While you’re at it, think about the values that your dad modeled for you. I point this out because you clearly relate to your father’s point of view, and you see the reason behind his opinions. What lessons did he teach you, both on purpose and inadvertently, about money and family? What about him do you admire, and what do you not want to emulate? “Your father’s fears are probably similar to your own because you were socialized with his beliefs around money,” says McCoy. “Talking to him about this, and thinking about it on your own, will help you develop a more coherent understanding of how your views diverge from his.” From there, you’ll be better equipped to discuss them with your partner.
The best way to bring up this topic with your husband is to spring it on him out of the blue while you’re both hungry and tired. Just kidding. You want to give him plenty of advance notice, so that he has time to gather his thoughts. “We tend to put off financial conversations until something is wrong,” says McCoy. “But research shows that if you create goals together, your relational satisfaction goes up.” So instead of treating money like a problem to be solved, approach it as something that enables you to do the stuff you want to do as a couple. McCoy recommends saying something like, “I know we’ve had some tension around our finances. Let’s get on the same page of what our goals look like for the next couple of years. And then we can make a plan, based on our salaries, for how we can reach those goals.”

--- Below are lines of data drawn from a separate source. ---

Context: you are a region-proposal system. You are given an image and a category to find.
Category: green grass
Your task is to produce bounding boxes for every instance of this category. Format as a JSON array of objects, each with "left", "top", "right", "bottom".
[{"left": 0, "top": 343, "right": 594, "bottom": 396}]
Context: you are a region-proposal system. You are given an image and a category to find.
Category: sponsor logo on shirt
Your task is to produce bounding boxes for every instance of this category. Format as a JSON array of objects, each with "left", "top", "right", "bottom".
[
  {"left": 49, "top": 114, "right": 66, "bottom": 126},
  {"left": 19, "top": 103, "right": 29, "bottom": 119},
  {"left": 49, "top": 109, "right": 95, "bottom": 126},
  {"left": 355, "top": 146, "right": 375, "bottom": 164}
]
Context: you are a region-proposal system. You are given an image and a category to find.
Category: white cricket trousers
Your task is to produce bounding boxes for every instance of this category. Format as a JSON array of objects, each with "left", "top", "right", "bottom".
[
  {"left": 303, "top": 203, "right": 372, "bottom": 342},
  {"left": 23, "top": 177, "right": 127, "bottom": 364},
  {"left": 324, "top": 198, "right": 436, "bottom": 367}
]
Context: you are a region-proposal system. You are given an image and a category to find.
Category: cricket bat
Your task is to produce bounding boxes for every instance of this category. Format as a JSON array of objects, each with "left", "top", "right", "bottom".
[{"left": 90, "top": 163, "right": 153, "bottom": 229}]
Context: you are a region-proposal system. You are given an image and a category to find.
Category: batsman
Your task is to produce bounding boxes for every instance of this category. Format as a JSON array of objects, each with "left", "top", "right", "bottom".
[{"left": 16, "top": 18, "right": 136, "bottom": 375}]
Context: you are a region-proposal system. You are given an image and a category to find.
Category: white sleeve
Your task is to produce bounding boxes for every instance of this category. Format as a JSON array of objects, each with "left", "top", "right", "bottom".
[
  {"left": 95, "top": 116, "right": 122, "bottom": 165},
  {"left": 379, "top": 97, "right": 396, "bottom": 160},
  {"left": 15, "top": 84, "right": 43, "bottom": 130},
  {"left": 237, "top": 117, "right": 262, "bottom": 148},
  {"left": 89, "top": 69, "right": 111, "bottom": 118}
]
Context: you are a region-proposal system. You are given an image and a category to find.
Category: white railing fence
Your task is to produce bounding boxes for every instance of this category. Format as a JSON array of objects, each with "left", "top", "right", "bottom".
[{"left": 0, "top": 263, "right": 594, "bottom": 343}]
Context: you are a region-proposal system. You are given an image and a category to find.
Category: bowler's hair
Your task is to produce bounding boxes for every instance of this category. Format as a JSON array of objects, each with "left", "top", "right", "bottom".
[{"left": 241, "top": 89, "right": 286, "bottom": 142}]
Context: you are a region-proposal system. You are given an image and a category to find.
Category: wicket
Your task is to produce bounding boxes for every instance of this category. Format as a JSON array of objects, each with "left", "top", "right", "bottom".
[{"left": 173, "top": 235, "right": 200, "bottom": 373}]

Of course, it may be that your goals aren’t affordable based on your current paychecks. This is perfectly normal. The most important thing is to start a healthy dialogue, not create an ironclad 10-year plan with spreadsheets. “You will feel closer to each other if you keep focusing on your goals, and from there you can continue to have harder conversations about how you can afford them,” says McCoy. “It’s human nature to see things as very black and white, with one solution. But in reality, sometimes the sixth solution is the good one — so the objective is to keep talking.”
Another tip for these hard conversations: Bring a pencil and paper. “The act of physically writing things down — whether it’s numbers or ideas or whatever — can take some pressure off,” says McCoy. It also helps each person express themselves more clearly. Sometimes people hear what they want to hear, but if they write it down, their partner can see what resonates and has a chance to clarify. (You are literally getting on the same page.)
Finally, remember that many of these conflicts will always be there, so you might as well get comfortable with them. “Most marital problems will never, ever be resolved. That’s usually because they are attributable to differences in finances, organization, parenting styles, and spiritual beliefs,” says Curry. “These have to do with how we were raised, and our overall differences in temperament and experience as two separate human beings.” In other words, it’s totally normal to feel like your husband is a lazy, freeloading loser every once in a while. But you can have those thoughts and still love him, and appreciate his positive qualities, and ultimately work together on your shared goals.
Unless, of course, that isn’t really true. If your husband’s defensiveness around money doesn’t improve despite your best efforts, and you find yourself resenting him more and more, then it may be that some of your fears (and your dad’s) have merit. Sometimes financial differences really can’t be attributed to marital paradox and require bigger interventions (counseling is one place to start). But you can only find out by addressing these concerns one-on-one with your husband, openly and kindly, with your father out of the picture.